Unit Testing File Modifications Unit Testing File Modifications linux linux

Unit Testing File Modifications


You're talking about testing too much at once. If you start trying to attack a testing problem by saying "Let's verify that it modifies its environment correctly", you're doomed to failure. Environments have dozens, maybe even millions of potential variations.

Instead, look at the pieces ("units") of your program. For example, are you going to have a function that determines where the files are that have to be written? What are the inputs to that function? Perhaps an environment variable, perhaps some values read from a config file? Test that function, and don't actually do anything that modifies the filesystem. Don't pass it "realistic" values, pass it values that are easy to verify against. Make a temporary directory, populate it with files in your test's setUp method.
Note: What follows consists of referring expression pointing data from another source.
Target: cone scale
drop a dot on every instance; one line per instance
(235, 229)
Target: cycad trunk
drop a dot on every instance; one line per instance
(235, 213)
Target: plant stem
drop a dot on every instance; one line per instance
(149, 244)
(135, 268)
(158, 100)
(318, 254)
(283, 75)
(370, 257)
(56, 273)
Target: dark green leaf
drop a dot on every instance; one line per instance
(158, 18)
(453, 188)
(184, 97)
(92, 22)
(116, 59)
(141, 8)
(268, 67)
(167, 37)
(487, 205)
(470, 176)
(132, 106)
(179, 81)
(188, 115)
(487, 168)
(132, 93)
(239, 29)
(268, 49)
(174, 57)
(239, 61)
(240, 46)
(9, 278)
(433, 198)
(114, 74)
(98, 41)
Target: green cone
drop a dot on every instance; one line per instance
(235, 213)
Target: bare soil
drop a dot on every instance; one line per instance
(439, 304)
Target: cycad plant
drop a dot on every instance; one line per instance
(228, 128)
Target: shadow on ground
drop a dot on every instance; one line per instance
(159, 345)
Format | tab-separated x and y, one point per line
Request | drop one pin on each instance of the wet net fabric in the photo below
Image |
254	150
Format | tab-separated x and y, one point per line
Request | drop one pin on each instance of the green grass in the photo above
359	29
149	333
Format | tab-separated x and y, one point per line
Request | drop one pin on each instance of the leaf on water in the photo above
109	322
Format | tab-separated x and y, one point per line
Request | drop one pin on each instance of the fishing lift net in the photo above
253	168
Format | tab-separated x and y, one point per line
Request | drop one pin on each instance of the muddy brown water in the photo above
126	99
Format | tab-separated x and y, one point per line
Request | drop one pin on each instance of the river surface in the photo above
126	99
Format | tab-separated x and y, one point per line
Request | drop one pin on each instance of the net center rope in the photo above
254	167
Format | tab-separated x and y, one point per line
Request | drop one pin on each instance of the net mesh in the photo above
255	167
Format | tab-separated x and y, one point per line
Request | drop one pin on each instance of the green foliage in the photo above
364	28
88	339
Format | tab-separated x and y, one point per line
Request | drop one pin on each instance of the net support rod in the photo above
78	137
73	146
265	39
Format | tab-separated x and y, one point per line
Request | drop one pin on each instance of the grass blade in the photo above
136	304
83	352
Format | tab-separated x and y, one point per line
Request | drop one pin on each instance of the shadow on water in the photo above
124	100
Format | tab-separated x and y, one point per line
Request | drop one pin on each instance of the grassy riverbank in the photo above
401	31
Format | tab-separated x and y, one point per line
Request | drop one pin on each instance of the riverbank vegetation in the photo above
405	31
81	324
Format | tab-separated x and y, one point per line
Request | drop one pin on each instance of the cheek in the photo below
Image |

Then test the code that writes the files. Just make sure it's writing the right contents file contents. Don't even write to a real filesystem! You don't need to make "fake" file objects for this, just use Python's handy StringIO modules; they're "real" implementations of the "file" interface, they're just not the ones that your program is actually going to be writing to.

Ultimately you will have to test the final, everything-is-actually-hooked-up-for-real top-level function that passes the real environment variable and the real config file and puts everything together. But don't worry about that to get started. For one thing, you will start picking up tricks as you write individual tests for smaller functions and creating test mocks, fakes, and stubs will become second nature to you. For another: even if you can't quite figure out how to test that one function call, you will have a very high level of confidence that everything which it is calling works perfectly. Also, you'll notice that test-driven development forces you to make your APIs clearer and more flexible. For example: it's much easier to test something that calls an open() method on an object that came from somewhere abstract, than to test something that calls os.open on a string that you pass it. The open method is flexible; it can be faked, it can be implemented differently, but a string is a string and os.open doesn't give you any leeway to catch what methods are called on it.
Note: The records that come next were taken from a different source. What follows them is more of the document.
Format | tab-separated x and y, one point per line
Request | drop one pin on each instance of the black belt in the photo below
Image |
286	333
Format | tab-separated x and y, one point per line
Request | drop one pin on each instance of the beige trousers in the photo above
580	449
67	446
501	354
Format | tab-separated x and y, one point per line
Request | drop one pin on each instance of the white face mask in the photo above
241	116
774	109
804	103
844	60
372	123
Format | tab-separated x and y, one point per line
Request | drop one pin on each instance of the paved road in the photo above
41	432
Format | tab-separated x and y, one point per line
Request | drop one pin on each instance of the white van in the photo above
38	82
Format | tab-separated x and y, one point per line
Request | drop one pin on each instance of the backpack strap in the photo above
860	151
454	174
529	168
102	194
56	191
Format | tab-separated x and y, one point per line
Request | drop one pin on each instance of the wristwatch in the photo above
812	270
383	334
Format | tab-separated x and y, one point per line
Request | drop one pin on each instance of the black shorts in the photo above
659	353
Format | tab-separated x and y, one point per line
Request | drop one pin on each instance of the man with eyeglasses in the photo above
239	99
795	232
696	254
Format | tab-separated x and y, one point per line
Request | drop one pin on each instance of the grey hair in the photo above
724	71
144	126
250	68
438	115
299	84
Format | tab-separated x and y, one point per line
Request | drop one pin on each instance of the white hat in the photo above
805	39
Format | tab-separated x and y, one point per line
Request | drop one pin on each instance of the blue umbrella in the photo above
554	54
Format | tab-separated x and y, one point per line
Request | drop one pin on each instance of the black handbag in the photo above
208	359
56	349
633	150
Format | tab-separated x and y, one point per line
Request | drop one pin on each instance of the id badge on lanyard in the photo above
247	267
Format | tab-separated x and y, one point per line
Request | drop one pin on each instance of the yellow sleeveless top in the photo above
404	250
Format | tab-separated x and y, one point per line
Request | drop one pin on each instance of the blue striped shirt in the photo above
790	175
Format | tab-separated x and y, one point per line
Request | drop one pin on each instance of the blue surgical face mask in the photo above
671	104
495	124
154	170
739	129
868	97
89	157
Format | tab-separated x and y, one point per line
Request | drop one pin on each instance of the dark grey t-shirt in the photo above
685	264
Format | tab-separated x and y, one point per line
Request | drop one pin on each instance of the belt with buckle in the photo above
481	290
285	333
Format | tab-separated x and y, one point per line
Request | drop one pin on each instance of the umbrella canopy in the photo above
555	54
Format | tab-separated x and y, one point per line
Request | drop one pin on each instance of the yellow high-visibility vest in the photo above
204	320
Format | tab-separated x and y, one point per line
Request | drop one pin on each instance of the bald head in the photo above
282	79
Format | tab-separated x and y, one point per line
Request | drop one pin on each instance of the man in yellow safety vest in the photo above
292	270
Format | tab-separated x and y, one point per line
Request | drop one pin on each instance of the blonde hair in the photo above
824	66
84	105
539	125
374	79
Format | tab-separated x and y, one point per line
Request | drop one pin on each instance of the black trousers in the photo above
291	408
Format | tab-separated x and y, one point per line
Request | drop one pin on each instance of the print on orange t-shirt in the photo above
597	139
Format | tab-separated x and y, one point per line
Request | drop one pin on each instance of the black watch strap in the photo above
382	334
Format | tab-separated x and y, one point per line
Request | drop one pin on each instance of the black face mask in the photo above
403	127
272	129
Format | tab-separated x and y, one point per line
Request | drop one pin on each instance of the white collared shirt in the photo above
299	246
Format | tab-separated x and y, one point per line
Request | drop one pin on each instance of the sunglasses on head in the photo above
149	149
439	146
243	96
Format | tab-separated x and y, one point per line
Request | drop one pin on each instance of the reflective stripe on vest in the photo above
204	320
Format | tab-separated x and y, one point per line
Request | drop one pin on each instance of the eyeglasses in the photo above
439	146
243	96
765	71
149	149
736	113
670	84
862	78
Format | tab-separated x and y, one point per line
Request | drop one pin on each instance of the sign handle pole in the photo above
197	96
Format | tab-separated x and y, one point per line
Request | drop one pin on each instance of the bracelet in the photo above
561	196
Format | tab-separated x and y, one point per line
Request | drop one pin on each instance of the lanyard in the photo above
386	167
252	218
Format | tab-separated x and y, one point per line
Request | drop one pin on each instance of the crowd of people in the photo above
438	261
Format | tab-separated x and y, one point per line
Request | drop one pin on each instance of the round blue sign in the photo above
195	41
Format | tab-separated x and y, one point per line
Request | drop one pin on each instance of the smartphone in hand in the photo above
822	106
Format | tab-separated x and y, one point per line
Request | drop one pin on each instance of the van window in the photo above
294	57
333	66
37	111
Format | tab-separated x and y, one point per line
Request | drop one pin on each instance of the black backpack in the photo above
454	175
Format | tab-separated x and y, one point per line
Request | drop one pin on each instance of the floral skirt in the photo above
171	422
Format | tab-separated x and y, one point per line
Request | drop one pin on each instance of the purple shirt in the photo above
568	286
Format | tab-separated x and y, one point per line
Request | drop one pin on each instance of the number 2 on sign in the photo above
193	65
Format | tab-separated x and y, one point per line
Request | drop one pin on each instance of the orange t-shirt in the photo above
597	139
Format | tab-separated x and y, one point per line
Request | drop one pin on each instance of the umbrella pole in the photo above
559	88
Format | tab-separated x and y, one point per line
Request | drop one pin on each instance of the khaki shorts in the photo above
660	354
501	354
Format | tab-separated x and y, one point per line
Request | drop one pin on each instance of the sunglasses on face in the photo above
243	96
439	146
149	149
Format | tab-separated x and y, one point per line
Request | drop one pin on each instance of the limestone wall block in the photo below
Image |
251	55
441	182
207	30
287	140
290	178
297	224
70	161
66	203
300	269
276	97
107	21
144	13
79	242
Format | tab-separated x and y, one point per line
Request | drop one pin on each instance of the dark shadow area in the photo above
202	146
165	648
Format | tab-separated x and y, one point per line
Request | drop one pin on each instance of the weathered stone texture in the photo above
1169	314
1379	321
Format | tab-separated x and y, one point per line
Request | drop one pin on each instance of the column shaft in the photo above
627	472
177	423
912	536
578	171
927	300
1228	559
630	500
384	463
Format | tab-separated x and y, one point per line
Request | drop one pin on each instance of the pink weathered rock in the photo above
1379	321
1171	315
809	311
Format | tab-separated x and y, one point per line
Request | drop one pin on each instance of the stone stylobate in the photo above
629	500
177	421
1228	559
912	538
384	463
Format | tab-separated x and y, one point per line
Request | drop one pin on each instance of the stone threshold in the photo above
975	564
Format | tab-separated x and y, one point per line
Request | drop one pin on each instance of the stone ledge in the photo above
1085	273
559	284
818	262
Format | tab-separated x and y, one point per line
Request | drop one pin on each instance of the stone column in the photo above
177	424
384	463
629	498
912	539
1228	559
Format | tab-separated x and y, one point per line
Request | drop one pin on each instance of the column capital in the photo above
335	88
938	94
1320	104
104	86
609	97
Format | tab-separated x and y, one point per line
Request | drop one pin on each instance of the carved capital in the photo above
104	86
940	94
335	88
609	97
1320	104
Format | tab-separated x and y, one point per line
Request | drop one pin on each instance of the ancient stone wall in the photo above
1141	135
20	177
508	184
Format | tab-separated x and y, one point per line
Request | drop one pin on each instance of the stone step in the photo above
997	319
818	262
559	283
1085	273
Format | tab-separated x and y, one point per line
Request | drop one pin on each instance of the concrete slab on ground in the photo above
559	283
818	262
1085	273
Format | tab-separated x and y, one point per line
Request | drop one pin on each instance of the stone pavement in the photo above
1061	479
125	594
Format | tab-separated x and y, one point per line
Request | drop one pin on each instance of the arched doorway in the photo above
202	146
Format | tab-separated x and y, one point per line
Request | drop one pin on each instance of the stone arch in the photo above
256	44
You can also build testing tools to make repetitive tasks easy. For example, twisted provides facilities for creating temporary files for testing built right into its testing tool. It's not uncommon for testing tools or larger projects with their own test libraries to have functionality like this.
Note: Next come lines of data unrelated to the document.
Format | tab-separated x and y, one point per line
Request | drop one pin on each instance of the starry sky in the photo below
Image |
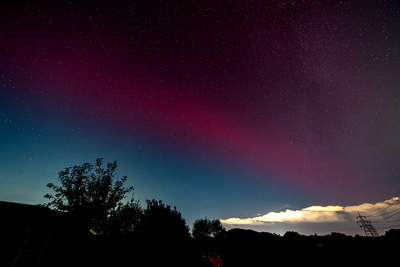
226	109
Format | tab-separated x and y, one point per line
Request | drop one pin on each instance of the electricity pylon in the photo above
369	229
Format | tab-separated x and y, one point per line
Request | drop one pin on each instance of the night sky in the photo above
224	109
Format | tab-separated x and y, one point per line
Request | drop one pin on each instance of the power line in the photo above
388	227
387	217
369	229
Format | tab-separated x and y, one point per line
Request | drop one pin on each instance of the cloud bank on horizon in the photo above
319	214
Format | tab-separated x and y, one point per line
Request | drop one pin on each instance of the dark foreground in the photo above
234	251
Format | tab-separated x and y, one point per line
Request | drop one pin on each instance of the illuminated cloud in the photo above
316	214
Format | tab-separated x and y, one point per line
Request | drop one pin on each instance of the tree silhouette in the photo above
161	222
204	228
90	193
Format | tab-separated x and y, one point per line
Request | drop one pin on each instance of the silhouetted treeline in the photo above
48	238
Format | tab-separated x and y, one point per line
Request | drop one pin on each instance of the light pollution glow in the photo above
316	214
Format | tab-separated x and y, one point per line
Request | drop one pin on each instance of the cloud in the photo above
316	214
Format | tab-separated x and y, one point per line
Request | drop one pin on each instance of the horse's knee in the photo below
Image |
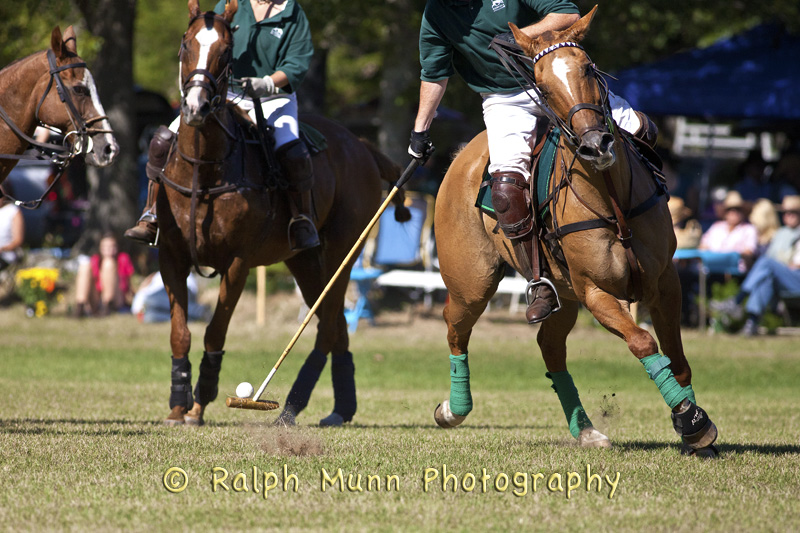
642	344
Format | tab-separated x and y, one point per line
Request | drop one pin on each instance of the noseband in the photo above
61	155
208	82
520	65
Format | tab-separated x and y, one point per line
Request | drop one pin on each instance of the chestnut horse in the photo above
626	207
53	87
232	222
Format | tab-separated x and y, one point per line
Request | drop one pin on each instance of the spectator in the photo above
733	233
764	216
151	302
103	282
12	228
776	270
687	230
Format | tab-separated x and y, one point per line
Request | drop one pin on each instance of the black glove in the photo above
421	146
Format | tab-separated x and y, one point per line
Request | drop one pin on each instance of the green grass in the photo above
82	446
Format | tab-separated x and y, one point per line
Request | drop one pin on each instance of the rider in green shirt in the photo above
272	50
454	37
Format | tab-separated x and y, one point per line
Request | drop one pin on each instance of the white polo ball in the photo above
244	390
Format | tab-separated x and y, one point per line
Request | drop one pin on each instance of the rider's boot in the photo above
512	205
146	228
296	162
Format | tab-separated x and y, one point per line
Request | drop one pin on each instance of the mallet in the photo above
263	405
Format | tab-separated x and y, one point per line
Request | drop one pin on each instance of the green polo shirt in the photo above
282	42
455	36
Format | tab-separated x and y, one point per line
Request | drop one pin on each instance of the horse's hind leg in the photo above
205	391
470	291
331	337
690	422
552	339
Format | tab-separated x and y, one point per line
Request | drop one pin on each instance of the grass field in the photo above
82	446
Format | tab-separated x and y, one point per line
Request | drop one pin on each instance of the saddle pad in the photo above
314	139
542	174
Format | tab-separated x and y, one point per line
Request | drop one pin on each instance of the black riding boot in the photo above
513	209
344	390
146	228
307	378
180	398
296	162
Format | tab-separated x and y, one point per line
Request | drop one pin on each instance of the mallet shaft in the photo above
412	166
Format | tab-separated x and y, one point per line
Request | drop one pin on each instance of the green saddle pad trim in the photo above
542	177
314	139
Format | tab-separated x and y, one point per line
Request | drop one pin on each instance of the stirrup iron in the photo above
532	284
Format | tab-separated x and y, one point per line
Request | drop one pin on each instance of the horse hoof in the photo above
695	428
591	438
445	417
285	419
332	420
709	452
176	417
195	416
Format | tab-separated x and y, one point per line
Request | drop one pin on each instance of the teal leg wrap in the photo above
570	402
657	367
460	395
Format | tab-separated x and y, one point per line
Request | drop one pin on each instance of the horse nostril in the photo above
606	142
586	151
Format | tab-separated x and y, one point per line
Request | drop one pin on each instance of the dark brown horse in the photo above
53	87
237	223
598	177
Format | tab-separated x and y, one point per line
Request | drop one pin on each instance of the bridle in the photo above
208	81
514	59
62	154
521	66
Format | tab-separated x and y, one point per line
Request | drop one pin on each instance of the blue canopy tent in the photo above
752	75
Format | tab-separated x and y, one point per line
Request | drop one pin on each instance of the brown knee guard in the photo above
511	200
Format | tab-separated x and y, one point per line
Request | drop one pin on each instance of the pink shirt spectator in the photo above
124	271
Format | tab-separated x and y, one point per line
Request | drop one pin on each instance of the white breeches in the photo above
280	112
512	120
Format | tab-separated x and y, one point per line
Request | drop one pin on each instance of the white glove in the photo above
260	87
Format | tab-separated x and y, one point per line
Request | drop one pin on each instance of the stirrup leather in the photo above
532	284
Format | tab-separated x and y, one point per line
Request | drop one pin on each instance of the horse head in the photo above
74	107
568	83
205	62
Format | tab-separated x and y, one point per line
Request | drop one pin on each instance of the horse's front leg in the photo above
205	392
180	339
552	340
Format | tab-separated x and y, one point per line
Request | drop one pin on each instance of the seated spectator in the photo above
733	233
151	302
778	269
103	282
687	230
12	228
764	216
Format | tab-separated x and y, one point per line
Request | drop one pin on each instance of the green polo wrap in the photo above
657	367
460	396
570	402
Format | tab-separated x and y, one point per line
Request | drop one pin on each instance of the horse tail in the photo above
390	172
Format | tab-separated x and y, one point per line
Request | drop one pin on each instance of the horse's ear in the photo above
56	41
71	40
578	31
194	8
230	10
527	44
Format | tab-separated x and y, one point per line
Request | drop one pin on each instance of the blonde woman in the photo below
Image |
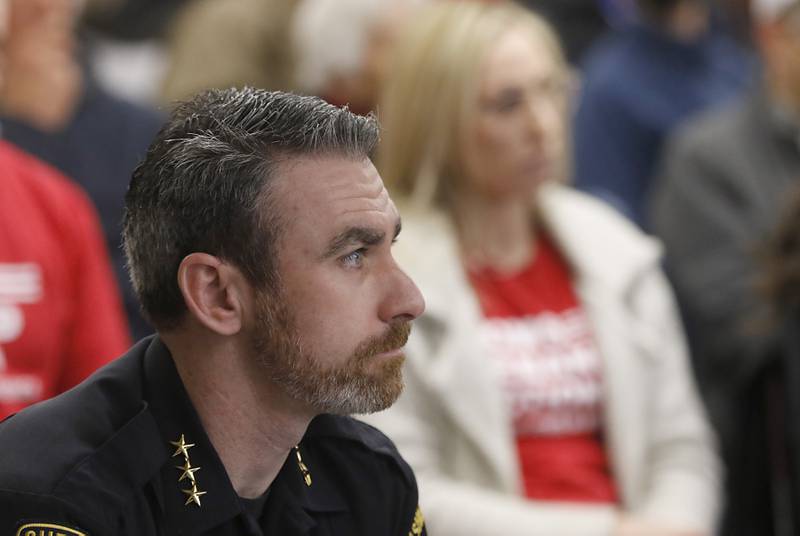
548	391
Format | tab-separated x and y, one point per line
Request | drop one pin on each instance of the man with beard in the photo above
258	236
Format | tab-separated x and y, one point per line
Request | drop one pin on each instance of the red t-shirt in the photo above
60	312
550	371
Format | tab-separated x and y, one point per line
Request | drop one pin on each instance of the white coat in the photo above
453	427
You have two levels of testing.

  1. Filtering and Modifying content. These are "low-level" operations that don't really require physical file I/O. These are the tests, decision-making, alternatives, etc. The "Logic" of the application.

  2. File system operations. Create, copy, rename, delete, backup. Sorry, but those are proper file system operations that -- well -- require a proper file system for testing.

For this kind of testing, we often use a "Mock" object. You can design a "FileSystemOperations" class that embodies the various file system operations. You test this to be sure it does basic read, write, copy, rename, etc. There's no real logic in this. Just methods that invoke file system operations.

You can then create a MockFileSystem which dummies out the various operations. You can use this Mock object to test your other classes.

In some cases, all of your file system operations are in the os module. If that's the case, you can create a MockOS module with mock version of the operations you actually use.

Put your MockOS module on the PYTHONPATH and you can conceal the real OS module.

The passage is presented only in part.